WASHINGTON - As the White House launches its bid to reform health care, the big questions bedeviling the activist base of the Democratic Party are how and when to nudge President Obama to the left on key issues.
The recent three-day conference of the Campaign for America’s Future - an amalgamation of hundreds of unions, advocacy groups, student organizations, liberal think tanks and anti-war organizations whose turnout helped elect Democrats from coast to coast - featured a vow to get behind Obama’s push to reform health care this year.
But the frenetic energy of last year’s conference and about 500 attendees were missing. So was a hoped-for cameo appearance by Obama, who as a candidate dazzled the crowd at past conferences.
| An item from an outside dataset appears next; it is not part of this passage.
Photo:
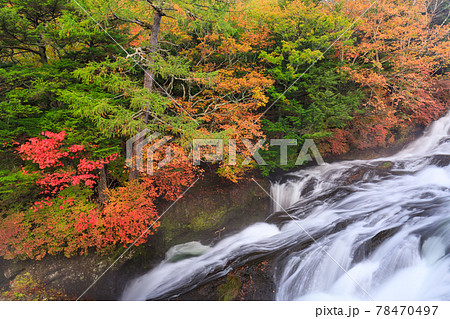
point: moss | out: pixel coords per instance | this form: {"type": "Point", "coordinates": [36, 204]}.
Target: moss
{"type": "Point", "coordinates": [230, 288]}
Many progressives have concluded correctly that Obama’s penchant for compromise and consensus could lead to a complex, unworkable, hybrid public-private health care proposal that will be an easy target for pharmaceutical industry lobbyists and other entrenched interests to demonize, weaken and possibly kill.
The stakes could not be higher. Tens of millions of Americans lack coverage, and the cost of health care continues to soar by double-digit percentages, causing an estimated half of all personal bankruptcies.
Although polls suggest that a thin majority of Americans would support a single, Medicare-style health insurance plan that covers everybody, Obama is playing it safe politically by going for a hybrid proposal in which those who are happy with their current coverage could keep it without any changes. That option, according to the polls, brings public support to 77%.